An updated meta-analysis on perioperative administration of fluids, with or without inotropes/vasoactive drugs, targeted to increase blood flow (relative to control) against measured goals in patients undergoing abdominal and extra-abdominal surgery, including emergency procedures showed that patients randomized to a hemodynamic therapy algorithm, had fewer complications and shorter LOS than controls.64 Nevertheless, the findings of the present meta-analysis for patients managed within ERAS pathways are in agreement with a previous meta-analysis of 6 trials of 691 patients undergoing elective colorectal surgery in which it was shown that TED-guided GDFT did not influence LOS or complications.65
However, although the benefits of GDFT on clinical outcomes may be marginal, the presence of an important benefit such as cost savings cannot be ruled out on the basis of this meta-analysis. Further large-scale randomized trials addressing all the issues that we have highlighted, including a cost-effectiveness analysis, are necessary before the real impact of GDFT in elective abdominal surgery is known.

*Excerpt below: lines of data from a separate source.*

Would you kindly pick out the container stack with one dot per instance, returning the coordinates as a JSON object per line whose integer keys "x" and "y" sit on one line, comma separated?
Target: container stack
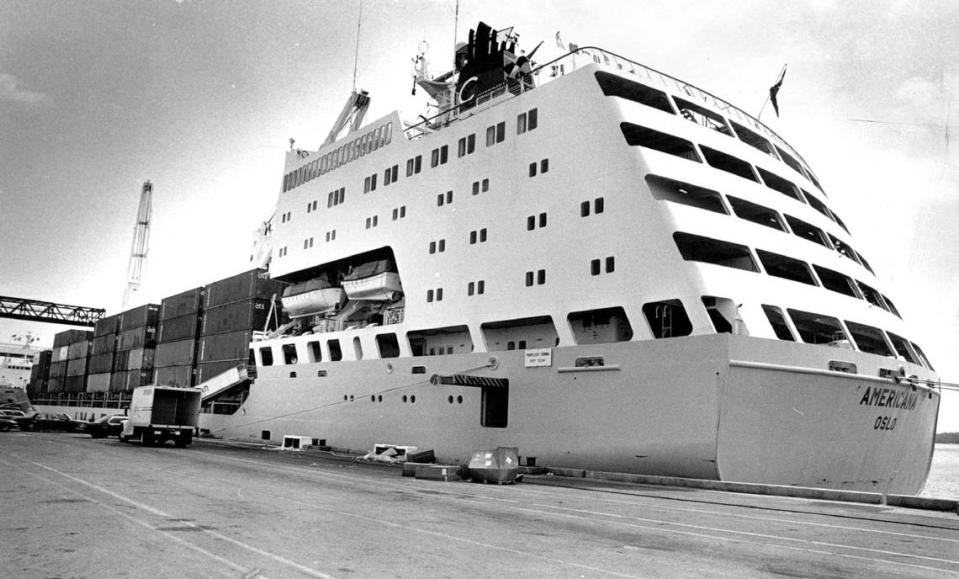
{"x": 136, "y": 348}
{"x": 236, "y": 307}
{"x": 78, "y": 353}
{"x": 103, "y": 354}
{"x": 40, "y": 374}
{"x": 180, "y": 318}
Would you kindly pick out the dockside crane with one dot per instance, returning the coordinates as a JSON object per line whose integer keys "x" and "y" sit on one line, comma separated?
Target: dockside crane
{"x": 141, "y": 242}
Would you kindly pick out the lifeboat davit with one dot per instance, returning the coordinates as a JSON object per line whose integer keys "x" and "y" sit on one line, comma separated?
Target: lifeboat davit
{"x": 313, "y": 297}
{"x": 373, "y": 281}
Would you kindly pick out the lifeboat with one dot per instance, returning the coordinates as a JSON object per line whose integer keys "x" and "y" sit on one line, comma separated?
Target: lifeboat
{"x": 373, "y": 281}
{"x": 313, "y": 297}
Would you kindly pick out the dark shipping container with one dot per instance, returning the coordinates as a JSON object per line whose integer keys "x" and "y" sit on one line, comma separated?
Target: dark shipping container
{"x": 189, "y": 302}
{"x": 142, "y": 337}
{"x": 104, "y": 344}
{"x": 77, "y": 367}
{"x": 70, "y": 336}
{"x": 181, "y": 328}
{"x": 213, "y": 369}
{"x": 180, "y": 376}
{"x": 182, "y": 353}
{"x": 106, "y": 326}
{"x": 235, "y": 317}
{"x": 75, "y": 383}
{"x": 79, "y": 349}
{"x": 231, "y": 346}
{"x": 101, "y": 363}
{"x": 146, "y": 315}
{"x": 255, "y": 283}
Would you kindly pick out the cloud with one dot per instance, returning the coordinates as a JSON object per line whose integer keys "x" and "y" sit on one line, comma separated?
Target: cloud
{"x": 12, "y": 90}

This meta-analysis has shown that the benefits of GDFT may not be as clear as has been suggested historically. The overall perioperative management of patients has changed during the period of inclusion of studies in this meta-analysis, including decreasing expected hospital LOS, overall decreasing volumes of intraoperative fluid infusion, avoidance of postoperative salt and water overload, and introduction and compliance with ERAS programs. Despite the NICE Guidance12 which recommends that GDFT technology should be used “in patients undergoing major or high-risk surgery,” this study suggests that GDFT may not be of use to all elective patients undergoing major abdominal surgery. The benefit conveyed by GDFT is particularly attenuated by its combination with ERAS pathways that are being increasingly implemented internationally. GDFT may be more of use in the intraoperative care of high-risk patients; however, as yet, there are no definitive data to support this belief.